I recently spent a solid week inside with my toddler because the air was too poor to consider leaving the house[1]. One evening, the app that shows me our current air quality (I check it way more than I look at Facebook or Twitter), said the “air” was 323% more polluted than the World Health Organization’s maximum safe limit. I cranked up the purifiers and drummed up as many indoor baby activities as I could. At one desperate point, I started shopping around for flights to someplace fresher. Developing children are too susceptible to take this risk with.
There isn’t a standard international way to measure air pollution, nor do we agree upon what to measure or how to interpret the results. Schools, if they have a policy in place around air quality, typically rely upon government-published data, the reliability of which varies. It can be easy to assume that, unless a thick fog is visible (and you don’t live in India or China), smog isn’t an issue.

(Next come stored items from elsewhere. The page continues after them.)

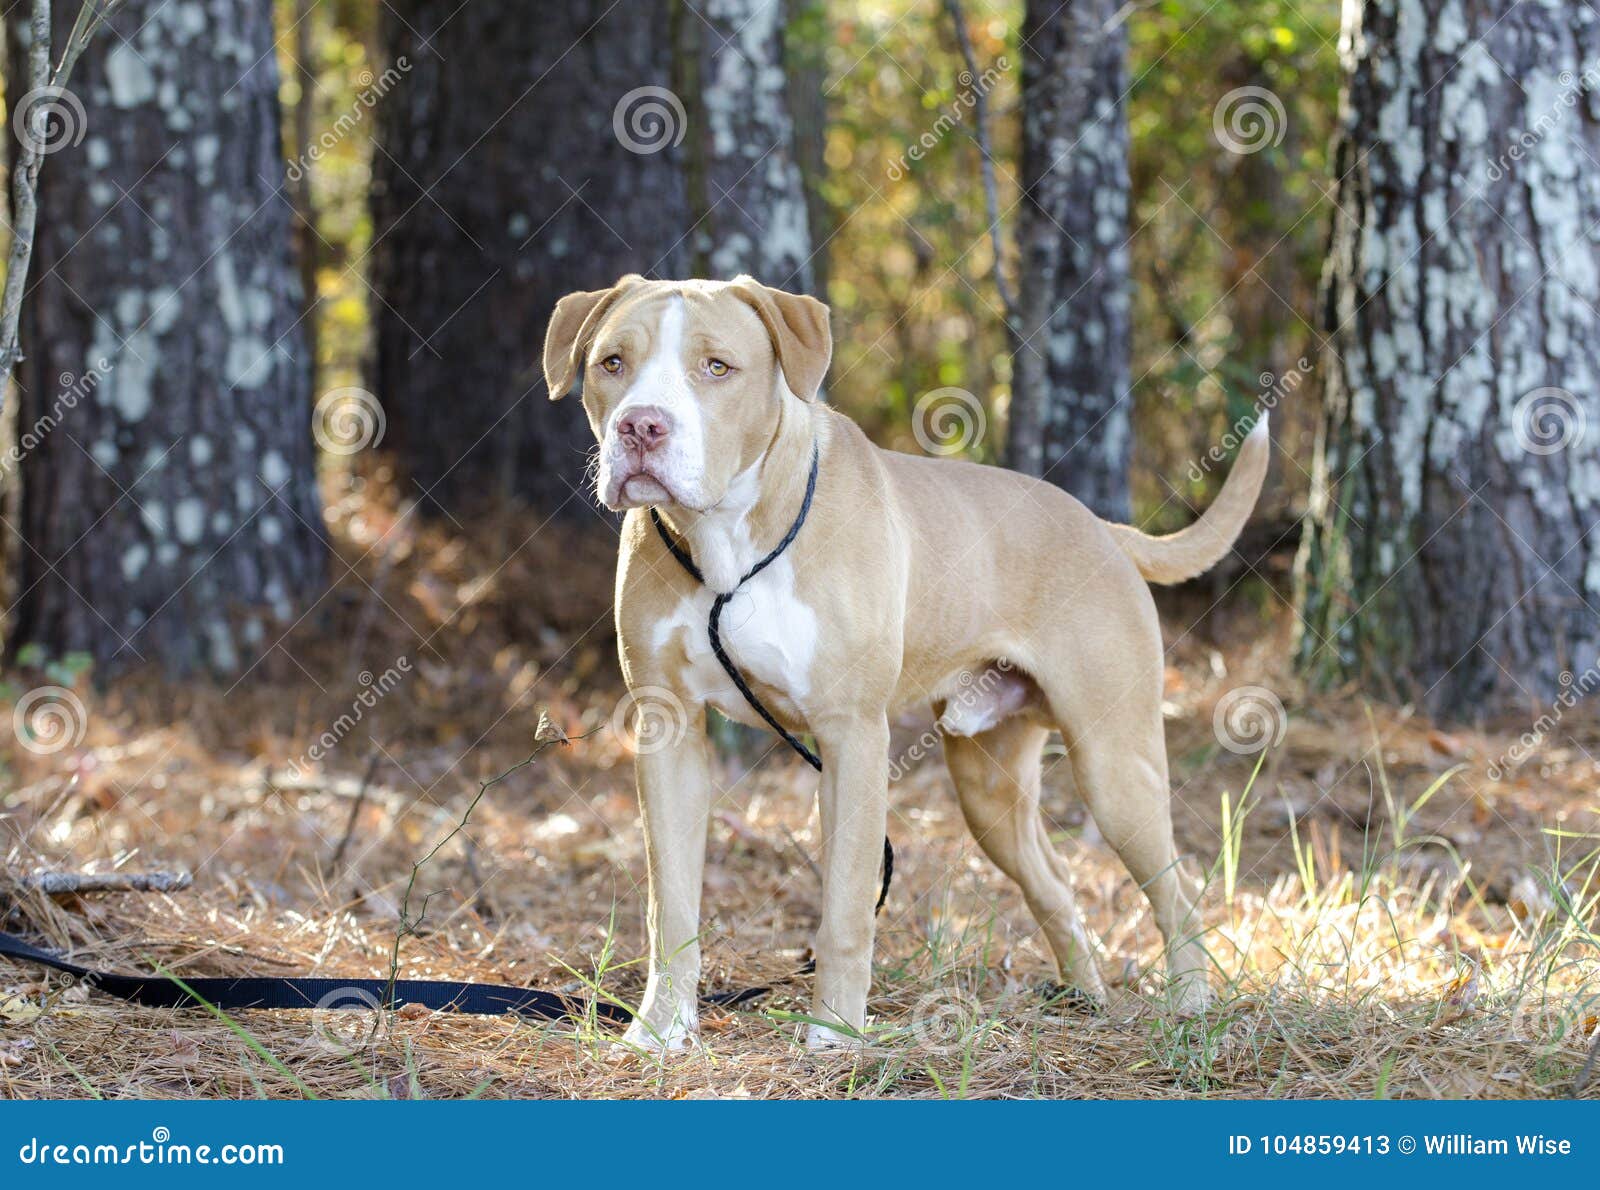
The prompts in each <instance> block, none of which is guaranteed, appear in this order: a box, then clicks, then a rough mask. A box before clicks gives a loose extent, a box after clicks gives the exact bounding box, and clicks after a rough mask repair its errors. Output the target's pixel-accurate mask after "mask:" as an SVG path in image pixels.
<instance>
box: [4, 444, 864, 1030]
mask: <svg viewBox="0 0 1600 1190" xmlns="http://www.w3.org/2000/svg"><path fill="white" fill-rule="evenodd" d="M816 475H818V453H816V448H813V449H811V473H810V477H808V478H806V486H805V501H803V502H802V505H800V515H798V517H795V521H794V525H790V526H789V533H786V534H784V539H782V541H781V542H778V547H776V549H774V550H773V552H771V553H768V555H766V557H765V558H762V560H760V561H758V563H755V566H752V568H750V571H749V573H747V574H746V576H744V577H742V579H739V582H738V585H736V587H734V592H736V590H738V589H739V587H742V585H744V584H746V582H749V581H750V579H754V577H755V576H757V574H760V573H762V571H763V569H766V568H768V566H770V565H773V561H776V560H778V557H779V555H781V553H782V552H784V550H786V549H789V545H790V544H792V542H794V539H795V534H798V533H800V526H802V525H805V518H806V515H808V513H810V512H811V497H813V496H814V494H816ZM650 518H651V521H654V525H656V531H658V533H659V534H661V539H662V541H664V542H666V545H667V549H669V550H670V552H672V557H674V558H677V560H678V563H682V566H683V568H685V569H686V571H688V573H690V574H693V576H694V581H696V582H701V584H704V577H702V576H701V571H699V568H698V566H696V565H694V560H693V558H691V557H690V555H688V553H686V552H685V550H683V549H682V547H680V545H678V544H677V542H675V541H672V536H670V534H669V533H667V529H666V526H664V525H662V523H661V517H659V515H658V513H656V510H654V509H651V510H650ZM730 598H733V592H730V593H728V595H718V597H717V598H715V601H714V603H712V609H710V621H709V622H707V625H706V630H707V635H709V637H710V648H712V653H715V654H717V662H718V664H720V665H722V669H723V670H725V672H726V675H728V677H730V678H733V685H734V686H738V688H739V693H741V694H742V696H744V699H746V702H749V704H750V707H752V709H754V710H755V713H757V715H760V717H762V720H763V721H765V723H766V725H768V726H771V729H773V731H776V733H778V734H779V736H782V739H784V742H786V744H789V747H792V749H794V750H795V752H798V753H800V755H802V757H805V761H806V763H808V765H810V766H811V768H814V769H816V771H818V773H821V771H822V760H821V758H819V757H818V755H816V753H814V752H811V749H808V747H806V745H805V744H802V742H800V741H798V739H797V737H795V736H794V734H792V733H789V731H786V729H784V726H782V725H781V723H779V721H778V720H776V718H774V717H773V713H771V712H770V710H768V709H766V707H765V705H762V701H760V699H758V697H757V696H755V691H752V689H750V685H749V683H747V681H746V680H744V675H742V673H739V667H738V665H734V664H733V659H730V657H728V651H726V649H725V648H723V645H722V637H720V635H718V621H720V619H722V609H723V608H725V606H726V605H728V600H730ZM893 875H894V848H893V846H891V845H890V840H888V838H886V837H885V840H883V888H882V891H880V893H878V904H877V908H875V910H874V912H877V910H882V908H883V902H885V900H886V899H888V896H890V880H891V878H893ZM0 958H13V960H18V961H21V963H34V964H37V966H43V968H50V969H51V971H61V972H62V974H67V976H72V977H74V979H77V980H82V982H85V984H88V985H90V987H93V988H96V990H98V992H104V993H106V995H110V996H117V998H118V1000H125V1001H128V1003H131V1004H142V1006H146V1008H205V1009H214V1011H238V1009H320V1011H328V1009H341V1011H342V1009H366V1011H374V1009H379V1008H382V1009H392V1008H403V1006H405V1004H421V1006H422V1008H429V1009H434V1011H440V1012H467V1014H474V1016H501V1014H504V1012H517V1014H518V1016H523V1017H530V1019H534V1020H563V1019H570V1020H584V1019H587V1017H589V1016H594V1017H595V1019H597V1020H603V1022H608V1024H627V1022H629V1020H632V1019H634V1012H632V1011H629V1009H627V1008H624V1006H622V1004H621V1003H616V1001H614V1000H606V998H600V996H597V998H594V1000H587V998H584V996H571V995H565V993H560V992H542V990H539V988H528V987H507V985H501V984H464V982H454V980H443V979H338V977H326V976H322V977H299V979H291V977H282V976H243V977H240V979H230V977H226V976H198V977H194V979H182V977H181V976H176V974H171V972H162V974H157V976H122V974H117V972H112V971H98V969H94V968H88V966H83V964H82V963H74V961H72V960H69V958H66V956H64V955H59V953H56V952H53V950H43V948H42V947H35V945H30V944H27V942H24V940H22V939H19V937H16V936H14V934H6V932H5V931H0ZM768 992H771V988H770V987H746V988H736V990H731V992H717V993H714V995H707V996H701V1003H702V1004H706V1006H710V1008H739V1006H741V1004H746V1003H749V1001H750V1000H757V998H758V996H763V995H766V993H768Z"/></svg>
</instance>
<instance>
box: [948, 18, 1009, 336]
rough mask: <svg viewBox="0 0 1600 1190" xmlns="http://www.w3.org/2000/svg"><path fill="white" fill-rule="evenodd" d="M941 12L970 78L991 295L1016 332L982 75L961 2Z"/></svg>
mask: <svg viewBox="0 0 1600 1190" xmlns="http://www.w3.org/2000/svg"><path fill="white" fill-rule="evenodd" d="M944 11H946V13H949V16H950V24H954V26H955V45H957V46H958V48H960V51H962V61H963V62H966V74H970V75H971V78H973V130H974V131H973V139H976V141H978V158H979V171H981V173H982V179H984V211H986V213H987V216H989V243H990V248H992V251H994V254H995V293H998V294H1000V309H1002V310H1005V320H1006V323H1008V325H1010V326H1011V328H1013V329H1016V328H1018V326H1019V325H1021V320H1019V318H1021V315H1019V310H1018V304H1016V296H1014V294H1013V293H1011V285H1010V283H1008V282H1006V278H1005V243H1003V237H1002V234H1000V192H998V187H997V186H995V157H994V147H992V141H990V139H989V98H987V96H986V94H984V88H982V86H979V80H981V78H982V75H981V74H979V70H978V54H976V53H973V38H971V37H970V35H968V32H966V13H963V11H962V0H944Z"/></svg>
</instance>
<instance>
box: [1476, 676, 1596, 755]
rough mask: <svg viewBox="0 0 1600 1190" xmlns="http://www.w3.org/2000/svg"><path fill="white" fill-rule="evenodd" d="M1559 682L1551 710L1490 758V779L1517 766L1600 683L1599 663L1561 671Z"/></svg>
mask: <svg viewBox="0 0 1600 1190" xmlns="http://www.w3.org/2000/svg"><path fill="white" fill-rule="evenodd" d="M1558 681H1560V683H1562V693H1560V694H1557V696H1555V701H1554V702H1550V709H1549V710H1547V712H1544V713H1542V715H1539V718H1536V720H1534V721H1533V723H1531V725H1528V729H1526V731H1525V733H1522V736H1518V737H1517V741H1515V742H1514V744H1512V745H1510V747H1509V749H1506V752H1502V753H1501V755H1499V757H1496V758H1494V760H1491V761H1490V765H1488V769H1486V773H1488V777H1490V781H1499V779H1501V777H1504V776H1506V774H1507V773H1510V771H1512V769H1515V768H1518V766H1520V765H1522V763H1523V761H1525V760H1526V758H1528V757H1531V755H1533V753H1534V752H1536V750H1538V747H1539V745H1541V744H1544V741H1546V739H1547V737H1549V736H1550V733H1552V731H1555V728H1557V725H1558V723H1560V721H1562V720H1563V718H1566V712H1568V710H1571V709H1573V707H1576V705H1578V704H1579V702H1582V701H1584V699H1587V697H1589V696H1590V694H1592V693H1594V689H1595V688H1597V686H1600V662H1595V664H1594V665H1590V667H1589V669H1586V670H1584V672H1582V673H1578V675H1573V672H1571V670H1563V672H1562V675H1560V678H1558Z"/></svg>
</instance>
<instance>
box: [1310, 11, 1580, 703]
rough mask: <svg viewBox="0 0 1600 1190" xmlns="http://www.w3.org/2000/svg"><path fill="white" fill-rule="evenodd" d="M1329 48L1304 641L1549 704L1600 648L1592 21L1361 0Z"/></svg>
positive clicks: (1489, 699) (1488, 699)
mask: <svg viewBox="0 0 1600 1190" xmlns="http://www.w3.org/2000/svg"><path fill="white" fill-rule="evenodd" d="M1342 45H1344V46H1347V72H1349V74H1347V78H1346V98H1344V102H1342V112H1341V136H1339V141H1338V146H1336V170H1338V216H1336V227H1334V235H1333V242H1331V253H1330V259H1328V269H1326V278H1325V283H1326V299H1325V318H1326V325H1328V333H1330V341H1331V347H1333V350H1331V355H1330V361H1328V369H1326V371H1328V393H1326V414H1325V425H1323V433H1322V443H1320V449H1318V461H1317V483H1315V489H1314V494H1312V499H1314V505H1312V526H1310V528H1312V531H1310V533H1309V534H1307V539H1306V545H1304V553H1302V558H1301V576H1302V582H1301V603H1302V613H1304V630H1302V633H1301V657H1302V661H1304V662H1306V664H1307V665H1309V667H1310V670H1312V672H1314V673H1315V675H1318V677H1323V678H1344V677H1350V675H1355V677H1362V678H1365V680H1368V681H1370V683H1373V685H1378V686H1379V689H1390V688H1392V689H1394V691H1397V693H1398V694H1402V696H1406V697H1413V699H1418V701H1419V702H1422V704H1424V705H1427V707H1429V709H1432V710H1435V712H1443V713H1458V715H1470V713H1478V712H1485V710H1491V709H1494V707H1496V705H1501V704H1507V702H1517V704H1522V705H1526V704H1528V702H1538V701H1544V699H1549V697H1552V696H1554V694H1555V693H1558V691H1560V689H1562V688H1563V678H1562V675H1563V672H1573V673H1576V672H1579V670H1582V669H1587V667H1590V665H1594V664H1595V656H1597V648H1600V617H1597V614H1595V611H1594V609H1595V608H1597V606H1600V544H1597V542H1595V541H1594V537H1592V534H1590V529H1592V528H1594V521H1595V505H1597V502H1600V441H1597V433H1595V427H1597V425H1600V269H1597V232H1595V226H1597V221H1600V189H1597V187H1595V186H1594V178H1595V170H1597V168H1595V160H1597V158H1600V123H1597V117H1600V91H1597V85H1600V77H1597V74H1595V70H1594V67H1592V64H1594V62H1595V61H1597V56H1600V16H1597V14H1595V13H1594V10H1590V8H1587V6H1584V5H1518V3H1512V0H1491V2H1490V3H1482V5H1467V3H1462V0H1429V2H1427V3H1416V2H1414V0H1406V2H1403V3H1402V2H1400V0H1366V2H1365V3H1355V5H1349V6H1347V8H1346V29H1344V35H1342ZM1586 69H1589V74H1587V77H1586V75H1584V70H1586ZM1586 424H1587V425H1589V430H1587V433H1586V432H1584V425H1586Z"/></svg>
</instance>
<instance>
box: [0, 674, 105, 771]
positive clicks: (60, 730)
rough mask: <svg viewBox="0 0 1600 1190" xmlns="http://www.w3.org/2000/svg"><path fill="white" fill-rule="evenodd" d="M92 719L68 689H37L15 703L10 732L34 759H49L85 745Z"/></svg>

However, air pollution – often invisible and odourless – is present in higher levels around the world than you might think. This mesmerizing website, by the World Air Quality Index project, debunked some of my assumptions about where to go for clean air[2]. Indeed, the WHO has concluded that, in 2014, 92% of the global population was living in places where air quality guideline levels were not met[3].
Is it the responsibility of schools to protect students from exposure to air pollution? I’ve heard of some campuses with ‘bubbles’ built over their play spaces so that children have room to run without being outside, exactly. Some schools install air purification systems in classrooms. And some simply hold indoor recess for as long as it takes for the haze to pass. Unlucky is the asthmatic child whose condition has landed them on a list of students who stay inside in all but the best conditions while their peers hit the playground without them. But really, should any of them be running around in questionable air quality?
What precautions does your school take to protect students from the harmful effects of air pollution?
[1] It’s Hong Kong: when I say ‘house’, I mean a flat that might qualify for those ‘tiny home’ TV shows in the U.S.
[2] As I write this, air pollution readings are triple those in Hong Kong at a station in British Columbia, and at another in Italy.